As in any area
of life where art is applied, fashion interacts with the society and is
affected by the changes adopted in it. Fashion, on the whole, reveals the most historical
epochs and events. Thus, the XVII century introduced the pretentiousness of
royal ensembles from the opulent silk with embroidery and the simplicity of the
Puritan attire at the same time.
The entire century
was famous for the drastic change of fashion tendencies, as never in the
history. The fashion of early XVII century dictated too fluffy gowns with high
collar in many layers, high waistline and extremely puffed sleeves. The second half
of the century the fashion undergone sea changes and wide gowns with higher
waistline were replaced by slimmer upright silhouettes with the horizontal
accent onto the shoulder line.
Wide and
puffed sleeves that end at the elbow line or a bit lower became narrower and
longer. In the second half of the XVII century
a girdle found the way to hearts of ladies which was a perfect tool to support
the breast alluringly making it look higher and bigger and the waist- slimmer.
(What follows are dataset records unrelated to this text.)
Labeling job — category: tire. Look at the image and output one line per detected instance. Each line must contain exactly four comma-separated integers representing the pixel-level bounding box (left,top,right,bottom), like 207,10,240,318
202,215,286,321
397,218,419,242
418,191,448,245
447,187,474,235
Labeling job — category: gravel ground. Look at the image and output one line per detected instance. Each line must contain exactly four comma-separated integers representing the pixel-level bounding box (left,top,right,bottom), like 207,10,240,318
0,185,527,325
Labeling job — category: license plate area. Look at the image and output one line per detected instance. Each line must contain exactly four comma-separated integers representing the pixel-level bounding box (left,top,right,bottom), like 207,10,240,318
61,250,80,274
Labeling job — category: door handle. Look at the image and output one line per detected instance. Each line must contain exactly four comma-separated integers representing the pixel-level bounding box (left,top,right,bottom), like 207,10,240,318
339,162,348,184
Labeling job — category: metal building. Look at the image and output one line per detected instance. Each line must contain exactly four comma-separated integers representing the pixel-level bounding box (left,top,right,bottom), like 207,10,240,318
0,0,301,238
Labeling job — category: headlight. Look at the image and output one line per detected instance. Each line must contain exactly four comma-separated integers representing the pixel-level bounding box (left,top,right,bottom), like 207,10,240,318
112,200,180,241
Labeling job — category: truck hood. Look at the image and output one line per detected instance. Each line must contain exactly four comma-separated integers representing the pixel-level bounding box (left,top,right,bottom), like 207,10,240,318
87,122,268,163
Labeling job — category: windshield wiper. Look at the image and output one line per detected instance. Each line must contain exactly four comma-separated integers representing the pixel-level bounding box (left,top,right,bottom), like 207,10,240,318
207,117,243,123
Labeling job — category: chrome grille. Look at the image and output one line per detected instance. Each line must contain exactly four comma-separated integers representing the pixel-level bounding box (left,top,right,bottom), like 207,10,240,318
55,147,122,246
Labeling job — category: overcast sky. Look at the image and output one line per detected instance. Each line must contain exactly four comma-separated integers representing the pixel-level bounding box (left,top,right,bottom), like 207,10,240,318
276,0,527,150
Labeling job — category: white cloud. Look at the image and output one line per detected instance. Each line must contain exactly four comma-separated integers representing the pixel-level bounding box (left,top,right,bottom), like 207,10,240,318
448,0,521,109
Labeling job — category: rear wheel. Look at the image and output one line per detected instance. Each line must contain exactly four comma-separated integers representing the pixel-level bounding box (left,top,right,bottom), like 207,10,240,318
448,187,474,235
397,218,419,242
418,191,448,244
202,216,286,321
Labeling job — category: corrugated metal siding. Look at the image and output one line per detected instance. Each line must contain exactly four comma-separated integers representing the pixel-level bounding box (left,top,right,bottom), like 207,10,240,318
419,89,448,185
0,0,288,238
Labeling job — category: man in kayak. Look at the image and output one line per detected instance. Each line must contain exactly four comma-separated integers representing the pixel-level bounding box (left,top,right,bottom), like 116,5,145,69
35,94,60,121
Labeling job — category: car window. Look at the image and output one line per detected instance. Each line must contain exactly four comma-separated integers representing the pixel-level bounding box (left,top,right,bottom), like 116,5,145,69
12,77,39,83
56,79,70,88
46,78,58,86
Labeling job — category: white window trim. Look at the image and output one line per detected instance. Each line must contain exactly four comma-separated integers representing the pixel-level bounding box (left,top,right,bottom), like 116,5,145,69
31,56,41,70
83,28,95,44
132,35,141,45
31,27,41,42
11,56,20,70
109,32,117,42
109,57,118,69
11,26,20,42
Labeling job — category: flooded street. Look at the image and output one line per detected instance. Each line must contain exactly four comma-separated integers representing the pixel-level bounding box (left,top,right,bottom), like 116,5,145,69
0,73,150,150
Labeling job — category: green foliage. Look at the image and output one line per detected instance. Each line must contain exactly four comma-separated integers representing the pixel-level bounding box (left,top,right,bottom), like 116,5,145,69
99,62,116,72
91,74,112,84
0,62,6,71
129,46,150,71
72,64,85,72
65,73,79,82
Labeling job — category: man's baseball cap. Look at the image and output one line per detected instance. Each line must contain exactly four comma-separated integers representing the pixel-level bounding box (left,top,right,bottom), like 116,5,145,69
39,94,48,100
In the end of the century a more fetching and seductive trend was set when the
upper skirts were slightly rose revealing the petticoat usually embroidered and
decorated with some details to enjoy.
In the end
of the XVII century a new garment was introduced to find its niche for ever
times, that is fur coat offered as the loose mantel letting down the shoulders
to the floor. This caper was the nice substitute of traditional match of fluffy
skirt and the tightly-fitted bodice. The new look was far more modest and reserved
than the dresses with too open low neck and girdles. However, the new attire was
also decorated with bows, bands and ruches.
Another innovation
was introduced in the late XVII century. Since ladies of the high society in France and in England never yielded to men, going
together with them to hunt or ride, the fashion designers created special
attire for riding for them. Such ensembles were consisted of the special
comfortable coats which resembled men’s coats to wear over the long petticoat to
the ankle line. Those who criticized such innovations stated that the only
thing to differ between men and women was the long skirt.
The early
XVII century was known for the most fashionable fabric adopted at the royal
courts and high society – the silk with the elegant floral embroidery. That period
of the epoch was flourishing and favorable for the finest lace and all the
attire for men and women were decorated with laced details. The liking for the
floral motifs was not long-term, though and in 20s of the XVII century the
lavish single-color satin replaced the laces, and the embroidery was
substituted by bows and ribbons.
More modest
and temperate types of fabric were used beyond the royal court and high society
salons and women mainly wore clothes made from dyed flax or wool.
The XVII century
was famous for the civil war in Great
Britain and occurrence of new religious
trends which were then demonstrated in fashion. In the early XVII century the
royal court followed the delicate and lavish French style and a little bit
later, with the flourishing or Puritanism, more temperate attires of darker
shades were in.
The Protestant
and Catholic churches both undertook the attempts to reduce the eccentricity of
attires the high society accustomed to making it look plain. So, in the early '30s of the XVII century Louis XIII, the
Queen of France, issued two acts of law forbidding clothes with laces and lavish
embroidery for everyone apart from the noble persons. Also the use of ruches
and bows was restricted to zero.
The Puritan
church followers introduced the unpretentious dark colors into the fashion
along with the mild cut. Yet, the cheering low neck was replaced by modest
dresses with a higher collar and hats to cover the hair. Both men and women avoided
clothes of vivid colors, glittering fabric and plenty of accessories.
The most trendy
colors favored by puritanical and Genevan ladies included dark-brown,
brown-to-red and dark-green. The black dresses were kept for special cases
since the black dye was extremely expensive and quickly faded. There was nothing
left from the complimentary silk and satin loved by French and English
aristocrats in the clothes of Puritans. The most demanded fabric was wool and flax,
and dresses were seldom trimmed with lace.